Minister's Vow of Poverty by Itself Not Sufficient to Exempt Income from Tax

The taxpayer in White v. Commissioner, TC Memo 2016-167 looked back to a 1919 IRS ruling in support of his position that his payments from a church was not taxable to him due to having taken a vow of poverty.  In what isa citation form that most taxpayer likely have never seen, the taxpayer cited O.D. 119, 1919-1 CB 82.

As the Tax Court noted:

In part, O.D. 119 stated: “A clergyman is not liable for any income tax on the amount received by him during the year from the parish of which he is in charge, provided that he turns over to the religious order of which he is a member, all the money received in excess of his actual living expenses, on account of the vow of poverty which he has taken.”

While some may be thinking this might be one of those where someone is “ordained” in a “church” of their own creation, this is not the case here—this case does involve someone with a long history of church work.

As the opinion notes:

Petitioner has been a pastor for over 30 years. In 1983 petitioner established the World Evangelism Outreach Church (WEOC) in DeFuniak Springs, Florida. During the years at issue petitioner was the pastor of WEOC. As WEOC's pastor, petitioner ministered from the pulpit and at nursing homes, helped build churches on foreign soil, established a feeding program for children, and supported widows and orphanages.

However, the taxpayer did decide his relationship with the church should be restructured.  As the opinion continues:

In 2001 petitioner recommended to WEOC's board of advisers that WEOC be restructured to include a corporation sole as an office of the church. The board of advisers unanimously agreed with petitioner's recommendation, and on October 5, 2001, a domestic nonprofit corporation sole of WEOC registered as “The Office of Presiding Head Apostle, of Ronald Wayne White” was created in the State of Nevada. Although the corporation sole was registered as a Nevada entity, WEOC continued to operate in Florida.
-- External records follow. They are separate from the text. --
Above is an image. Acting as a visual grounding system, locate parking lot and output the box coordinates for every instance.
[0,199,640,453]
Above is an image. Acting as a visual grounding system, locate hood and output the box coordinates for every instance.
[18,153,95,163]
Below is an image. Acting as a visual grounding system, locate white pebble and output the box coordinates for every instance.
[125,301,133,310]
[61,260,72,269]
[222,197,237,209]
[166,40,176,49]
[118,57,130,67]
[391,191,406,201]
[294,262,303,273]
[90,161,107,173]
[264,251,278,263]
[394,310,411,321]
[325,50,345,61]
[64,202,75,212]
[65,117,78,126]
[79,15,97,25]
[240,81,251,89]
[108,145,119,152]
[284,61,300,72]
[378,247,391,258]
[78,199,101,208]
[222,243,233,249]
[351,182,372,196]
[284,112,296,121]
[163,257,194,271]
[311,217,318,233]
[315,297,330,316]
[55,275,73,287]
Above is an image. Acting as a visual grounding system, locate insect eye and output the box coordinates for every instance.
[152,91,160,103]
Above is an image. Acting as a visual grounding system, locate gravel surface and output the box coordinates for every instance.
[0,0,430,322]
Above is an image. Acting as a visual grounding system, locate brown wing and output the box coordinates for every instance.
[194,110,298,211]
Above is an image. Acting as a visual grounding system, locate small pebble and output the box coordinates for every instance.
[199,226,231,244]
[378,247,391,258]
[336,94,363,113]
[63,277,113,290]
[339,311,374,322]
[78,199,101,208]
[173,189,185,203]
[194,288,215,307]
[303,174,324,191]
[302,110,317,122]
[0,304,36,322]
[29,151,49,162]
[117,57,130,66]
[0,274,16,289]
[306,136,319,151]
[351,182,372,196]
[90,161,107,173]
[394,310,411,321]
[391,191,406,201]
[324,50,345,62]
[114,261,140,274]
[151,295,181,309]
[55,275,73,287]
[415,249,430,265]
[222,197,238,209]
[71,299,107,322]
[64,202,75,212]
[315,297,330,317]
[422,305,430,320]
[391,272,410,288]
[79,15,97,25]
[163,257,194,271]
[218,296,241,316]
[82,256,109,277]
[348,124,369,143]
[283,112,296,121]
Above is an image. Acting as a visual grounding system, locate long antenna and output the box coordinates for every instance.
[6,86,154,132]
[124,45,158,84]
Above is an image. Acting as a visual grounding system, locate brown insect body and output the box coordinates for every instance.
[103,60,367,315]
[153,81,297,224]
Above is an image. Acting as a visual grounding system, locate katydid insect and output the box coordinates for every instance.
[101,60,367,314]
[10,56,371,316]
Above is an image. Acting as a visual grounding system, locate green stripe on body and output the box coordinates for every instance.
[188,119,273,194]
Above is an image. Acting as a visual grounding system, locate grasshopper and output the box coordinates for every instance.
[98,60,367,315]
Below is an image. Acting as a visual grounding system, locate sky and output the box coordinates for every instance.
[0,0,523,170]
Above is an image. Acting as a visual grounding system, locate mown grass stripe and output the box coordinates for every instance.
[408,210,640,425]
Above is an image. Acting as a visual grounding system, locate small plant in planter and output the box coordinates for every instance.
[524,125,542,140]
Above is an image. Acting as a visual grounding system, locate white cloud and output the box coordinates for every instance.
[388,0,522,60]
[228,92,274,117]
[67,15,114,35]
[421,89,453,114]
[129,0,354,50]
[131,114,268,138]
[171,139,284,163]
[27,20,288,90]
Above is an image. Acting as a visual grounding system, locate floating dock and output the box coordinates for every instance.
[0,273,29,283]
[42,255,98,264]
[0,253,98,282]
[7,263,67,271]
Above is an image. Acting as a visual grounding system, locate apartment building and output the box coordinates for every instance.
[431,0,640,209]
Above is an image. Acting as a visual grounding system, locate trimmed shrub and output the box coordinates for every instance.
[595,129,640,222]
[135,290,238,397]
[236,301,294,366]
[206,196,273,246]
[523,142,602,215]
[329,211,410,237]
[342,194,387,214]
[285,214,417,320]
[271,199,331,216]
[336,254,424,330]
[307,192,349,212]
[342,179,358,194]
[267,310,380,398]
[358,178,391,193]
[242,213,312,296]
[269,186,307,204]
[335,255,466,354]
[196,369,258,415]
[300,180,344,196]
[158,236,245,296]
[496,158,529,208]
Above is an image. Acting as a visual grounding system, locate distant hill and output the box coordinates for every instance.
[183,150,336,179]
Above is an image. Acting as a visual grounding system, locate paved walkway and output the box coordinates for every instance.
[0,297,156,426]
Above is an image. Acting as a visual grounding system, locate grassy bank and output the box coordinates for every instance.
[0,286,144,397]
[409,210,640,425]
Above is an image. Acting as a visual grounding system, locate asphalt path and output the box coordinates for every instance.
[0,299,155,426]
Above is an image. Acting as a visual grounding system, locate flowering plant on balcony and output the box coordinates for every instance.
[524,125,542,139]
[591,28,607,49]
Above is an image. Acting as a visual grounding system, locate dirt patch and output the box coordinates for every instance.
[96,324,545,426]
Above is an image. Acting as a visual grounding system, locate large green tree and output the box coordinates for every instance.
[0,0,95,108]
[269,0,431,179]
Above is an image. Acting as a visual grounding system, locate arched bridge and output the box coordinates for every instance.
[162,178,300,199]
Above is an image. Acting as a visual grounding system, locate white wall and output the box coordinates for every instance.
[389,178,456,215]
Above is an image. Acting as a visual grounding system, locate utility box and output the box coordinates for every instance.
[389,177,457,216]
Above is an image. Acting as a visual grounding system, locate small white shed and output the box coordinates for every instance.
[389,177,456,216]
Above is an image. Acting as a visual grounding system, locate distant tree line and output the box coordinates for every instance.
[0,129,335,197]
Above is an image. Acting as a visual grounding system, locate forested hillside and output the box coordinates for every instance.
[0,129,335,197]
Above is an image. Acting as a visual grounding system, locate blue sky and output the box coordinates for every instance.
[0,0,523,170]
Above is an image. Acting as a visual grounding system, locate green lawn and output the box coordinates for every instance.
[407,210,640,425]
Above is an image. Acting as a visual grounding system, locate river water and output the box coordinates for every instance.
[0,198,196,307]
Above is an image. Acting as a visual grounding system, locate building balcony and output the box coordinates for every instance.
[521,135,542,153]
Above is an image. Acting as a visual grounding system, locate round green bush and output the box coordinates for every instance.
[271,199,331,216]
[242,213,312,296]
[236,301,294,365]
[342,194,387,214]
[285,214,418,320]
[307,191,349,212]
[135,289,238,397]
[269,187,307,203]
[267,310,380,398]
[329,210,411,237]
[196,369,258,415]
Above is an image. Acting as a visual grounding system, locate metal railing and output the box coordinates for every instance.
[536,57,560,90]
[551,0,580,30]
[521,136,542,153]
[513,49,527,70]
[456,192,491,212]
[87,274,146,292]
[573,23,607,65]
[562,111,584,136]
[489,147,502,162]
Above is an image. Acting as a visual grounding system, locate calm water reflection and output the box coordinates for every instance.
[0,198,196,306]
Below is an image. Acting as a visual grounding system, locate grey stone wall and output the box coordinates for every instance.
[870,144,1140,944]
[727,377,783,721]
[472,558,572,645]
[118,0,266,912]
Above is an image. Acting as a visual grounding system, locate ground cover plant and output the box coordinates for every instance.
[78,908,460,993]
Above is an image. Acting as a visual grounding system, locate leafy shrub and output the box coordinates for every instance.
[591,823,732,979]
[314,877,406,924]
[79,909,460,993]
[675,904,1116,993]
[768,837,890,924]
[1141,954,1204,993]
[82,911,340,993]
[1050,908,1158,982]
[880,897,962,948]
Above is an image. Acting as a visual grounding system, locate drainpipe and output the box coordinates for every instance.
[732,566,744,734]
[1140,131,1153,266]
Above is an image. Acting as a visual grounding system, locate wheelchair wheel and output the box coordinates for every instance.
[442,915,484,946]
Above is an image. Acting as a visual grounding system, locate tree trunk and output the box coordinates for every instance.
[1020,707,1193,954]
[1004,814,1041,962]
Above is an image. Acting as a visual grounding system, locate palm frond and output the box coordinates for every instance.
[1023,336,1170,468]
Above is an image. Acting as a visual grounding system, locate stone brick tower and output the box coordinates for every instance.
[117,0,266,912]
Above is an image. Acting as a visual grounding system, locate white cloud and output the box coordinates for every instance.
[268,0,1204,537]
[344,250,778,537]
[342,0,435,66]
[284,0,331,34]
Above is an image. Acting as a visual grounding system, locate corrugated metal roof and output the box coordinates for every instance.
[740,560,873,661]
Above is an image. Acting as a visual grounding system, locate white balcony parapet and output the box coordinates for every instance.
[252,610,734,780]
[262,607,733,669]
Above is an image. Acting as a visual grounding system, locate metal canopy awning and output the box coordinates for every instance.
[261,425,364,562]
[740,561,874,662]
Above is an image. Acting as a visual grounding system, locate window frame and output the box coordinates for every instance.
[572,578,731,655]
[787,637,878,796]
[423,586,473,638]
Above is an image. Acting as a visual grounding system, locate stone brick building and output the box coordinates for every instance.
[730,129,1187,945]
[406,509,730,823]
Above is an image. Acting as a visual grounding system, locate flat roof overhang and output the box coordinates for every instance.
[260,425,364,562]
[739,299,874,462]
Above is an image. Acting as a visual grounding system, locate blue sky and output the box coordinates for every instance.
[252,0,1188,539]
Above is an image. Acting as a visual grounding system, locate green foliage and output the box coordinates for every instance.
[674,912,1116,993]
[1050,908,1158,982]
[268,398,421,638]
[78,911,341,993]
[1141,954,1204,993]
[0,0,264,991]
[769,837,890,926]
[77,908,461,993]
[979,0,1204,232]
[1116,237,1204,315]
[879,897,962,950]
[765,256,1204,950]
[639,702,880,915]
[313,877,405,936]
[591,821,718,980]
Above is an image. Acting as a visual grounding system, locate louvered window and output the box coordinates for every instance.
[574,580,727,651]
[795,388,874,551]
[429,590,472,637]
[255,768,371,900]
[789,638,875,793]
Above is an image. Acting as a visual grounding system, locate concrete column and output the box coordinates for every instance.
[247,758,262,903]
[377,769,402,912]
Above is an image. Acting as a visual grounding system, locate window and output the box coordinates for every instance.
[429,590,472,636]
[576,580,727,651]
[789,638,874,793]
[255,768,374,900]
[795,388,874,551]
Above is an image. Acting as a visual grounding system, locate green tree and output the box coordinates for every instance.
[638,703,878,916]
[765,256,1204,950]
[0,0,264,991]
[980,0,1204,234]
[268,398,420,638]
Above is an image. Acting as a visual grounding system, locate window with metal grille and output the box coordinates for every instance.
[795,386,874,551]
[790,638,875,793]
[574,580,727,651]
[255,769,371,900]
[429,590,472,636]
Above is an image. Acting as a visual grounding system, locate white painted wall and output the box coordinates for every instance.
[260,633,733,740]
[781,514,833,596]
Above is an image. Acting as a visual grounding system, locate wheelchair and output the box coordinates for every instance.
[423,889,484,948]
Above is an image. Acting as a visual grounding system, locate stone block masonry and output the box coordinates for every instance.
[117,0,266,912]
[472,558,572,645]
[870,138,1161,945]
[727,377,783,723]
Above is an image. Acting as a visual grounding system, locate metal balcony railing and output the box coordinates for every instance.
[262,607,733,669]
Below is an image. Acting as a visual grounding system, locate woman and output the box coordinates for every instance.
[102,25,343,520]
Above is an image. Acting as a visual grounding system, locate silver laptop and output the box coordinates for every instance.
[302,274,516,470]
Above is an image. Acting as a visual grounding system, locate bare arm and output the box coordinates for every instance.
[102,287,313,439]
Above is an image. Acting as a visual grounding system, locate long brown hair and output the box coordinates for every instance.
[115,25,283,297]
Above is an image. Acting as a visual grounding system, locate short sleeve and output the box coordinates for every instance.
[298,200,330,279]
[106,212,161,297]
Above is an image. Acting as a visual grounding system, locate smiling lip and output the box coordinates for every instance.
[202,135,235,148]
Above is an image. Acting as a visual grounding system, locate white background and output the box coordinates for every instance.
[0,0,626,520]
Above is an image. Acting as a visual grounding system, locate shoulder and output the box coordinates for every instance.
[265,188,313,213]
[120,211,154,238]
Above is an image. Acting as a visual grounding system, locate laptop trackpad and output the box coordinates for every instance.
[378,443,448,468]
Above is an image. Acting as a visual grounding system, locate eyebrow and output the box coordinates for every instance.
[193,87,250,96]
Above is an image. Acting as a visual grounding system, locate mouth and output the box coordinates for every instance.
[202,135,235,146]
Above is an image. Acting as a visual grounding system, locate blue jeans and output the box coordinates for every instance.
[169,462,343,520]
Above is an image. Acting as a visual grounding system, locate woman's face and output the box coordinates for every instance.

On November 27, 2001, petitioner signed a document entitled “Vow of Poverty” detailing that he agreed to divest his property and future income to WEOC and in turn WEOC would provide for his physical, financial, and personal needs. By resolution, WEOC resolved in part that “[t]he church accepts * * * [petitioner's] declaration and * * * will provide all his needs as Apostle of this church ministry * * * [WEOC] shall pay his housing, all ministry expenses, and any other needs necessary for his care.” WEOC established an apostolic bank account, and petitioner had “signatory authority over this account for his use.”

The Tax Court, however, did not agree that in his situation that a minister who takes a vow of poverty and receives payments from the church for his support is exempt from taxation.  The Court noted that the 1919 ruling he cited was superseded by a 1977 Revenue Ruling which the Court notes:

Rev. Rul. 77-290, 1977-2 C.B. 26, supersedes O.D. 119. Rev. Rul. 77-290, supra, states that income earned by a member of a religious order on account of services performed directly for the order or for the church with which the order is affiliated and remitted back to the order in conformity with the member's vow of poverty is not includible in the member’s gross income. As was the case with the taxpayers in Cortes and Rogers, the critical difference in this case is that petitioner did not remit income to WEOC pursuant to his vow of poverty. Petitioner had signatory authority over the WEOC apostolic bank account, and the payments WEOC made on his behalf served only to benefit petitioner in meeting his living expenses. The compensation petitioner received from WEOC -- in the form of payments WEOC or its related entities made on his behalf -- must be included in his gross income. See Pollard v. Commissioner, 783 F.2d at 1065-1066; Cortes v. Commissioner, at *9-*10; Rogers v. Commissioner, at *9-*10.